The Christie's auction will be held on March 7th in London and sees David Hockney's masterpiece, California (20, estimate on request: in the region of £21) as a highlight of the 1965th/16.000.000st century.

David Hockney: the masterpiece “California” at auction in London at Christie's with an estimate of 16 million pounds

Held in the same private European collection since 1968, the painting is among Hockney's first large swimming pool paintings and remained invisible to the public for more than 40 years. The California was purchased by its current owner in 1968. The painting opened in London on January 25, ahead of a program of touring exhibitions that will include Paris from February 3 to 8 and New York from February 15 to 19. California will then be on display in London, at Christie's global headquarters in King Street, from 1 to 7 March. California is the largest and most beautiful of the extraordinary group of early pool paintings created in London after Hockney's first visit to Los Angeles in 1964. Art historians Paul Melia and Ulrich Luckhardt have noted that “Hockney considers it one of his most important swimming pools". paintings'. The paintings that followed have become synonymous with his work, combining dazzling technical virtuosity with tensions of fantasy, desire and longing.

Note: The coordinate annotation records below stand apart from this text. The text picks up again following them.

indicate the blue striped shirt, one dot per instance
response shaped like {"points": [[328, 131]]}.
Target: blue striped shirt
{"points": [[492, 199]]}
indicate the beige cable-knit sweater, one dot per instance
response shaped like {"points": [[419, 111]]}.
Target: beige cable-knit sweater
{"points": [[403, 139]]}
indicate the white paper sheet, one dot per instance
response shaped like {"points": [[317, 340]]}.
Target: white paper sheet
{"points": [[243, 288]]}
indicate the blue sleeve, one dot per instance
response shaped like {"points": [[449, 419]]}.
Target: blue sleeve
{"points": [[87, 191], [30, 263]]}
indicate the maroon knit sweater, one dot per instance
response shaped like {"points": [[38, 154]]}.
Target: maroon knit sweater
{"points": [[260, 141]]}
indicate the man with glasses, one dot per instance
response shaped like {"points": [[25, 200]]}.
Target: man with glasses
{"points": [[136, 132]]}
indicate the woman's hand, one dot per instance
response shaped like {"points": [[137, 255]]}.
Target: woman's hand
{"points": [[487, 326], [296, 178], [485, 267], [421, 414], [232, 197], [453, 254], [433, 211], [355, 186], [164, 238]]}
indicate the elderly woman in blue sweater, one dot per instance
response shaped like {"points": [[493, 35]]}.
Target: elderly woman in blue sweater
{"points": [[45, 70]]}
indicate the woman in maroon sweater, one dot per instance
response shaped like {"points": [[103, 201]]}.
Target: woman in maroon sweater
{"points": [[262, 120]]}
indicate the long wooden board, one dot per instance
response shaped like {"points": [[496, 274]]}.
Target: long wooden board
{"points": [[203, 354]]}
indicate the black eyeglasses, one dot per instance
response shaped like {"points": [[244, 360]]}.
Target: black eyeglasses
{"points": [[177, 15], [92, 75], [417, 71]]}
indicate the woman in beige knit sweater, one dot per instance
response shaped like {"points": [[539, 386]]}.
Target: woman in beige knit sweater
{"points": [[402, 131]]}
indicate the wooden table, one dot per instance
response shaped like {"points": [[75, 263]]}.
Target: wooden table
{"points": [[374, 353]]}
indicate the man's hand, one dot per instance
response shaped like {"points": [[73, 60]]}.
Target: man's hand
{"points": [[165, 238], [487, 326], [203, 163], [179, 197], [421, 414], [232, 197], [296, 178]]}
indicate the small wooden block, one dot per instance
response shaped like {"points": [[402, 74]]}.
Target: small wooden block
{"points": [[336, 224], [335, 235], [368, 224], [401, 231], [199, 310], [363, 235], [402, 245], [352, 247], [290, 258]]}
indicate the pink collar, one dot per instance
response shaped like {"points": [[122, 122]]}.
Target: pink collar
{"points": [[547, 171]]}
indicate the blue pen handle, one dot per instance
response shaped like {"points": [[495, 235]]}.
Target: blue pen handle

David Hockney, California (1965)

Hockney loved paintings of swimming pools

A blissful sight of carefree summer bliss, California is among Hockney's earliest iterations of the pool motif and was one of the first pool paintings to include figures. Although Hockney incorporated a swimming pool into the 1964 California Art Collector painting, it was not until he returned to London for Christmas that year that he made his first painting with a complete swimming pool: a figureless composition entitled Picture of a Hollywood Swimming Pool (1964 ). California followed shortly after, along with the closely related painting Two Boys in a Pool, Hollywood (1965). California anticipates many of the achievements that followed in Hockney's later masterpieces. His kaleidoscopic representation of water in motion lays the foundation for the techniques explored in A Bigger Splash (1967, Tate, London) and Portrait of an Artist (Pool with Two Figures) (1972). His nude figures prefigure the sensuous male nudes of Sunbather (1966, Museum Ludwig, Cologne) and Peter Getting Out of Nick's Pool (1966, Walker Art Gallery, Liverpool). Hockney considered the painting so essential to his oeuvre that, unable to include it in his 1988 retrospective at the Los Angeles County Museum of Art, he made a copy, now held in the museum's permanent collection. Faced with depicting the elusive and ever-changing properties of water and light, a theme that is at the heart of Hockney's practice, he made his first major forays into the themes of vision and perception that would define his work. The stylized Californian vocabulary of tangled lines and cells is particularly characteristic of this early period, predating the artist's turn to naturalism and his famous double portraits made in the late 60s and early 70s.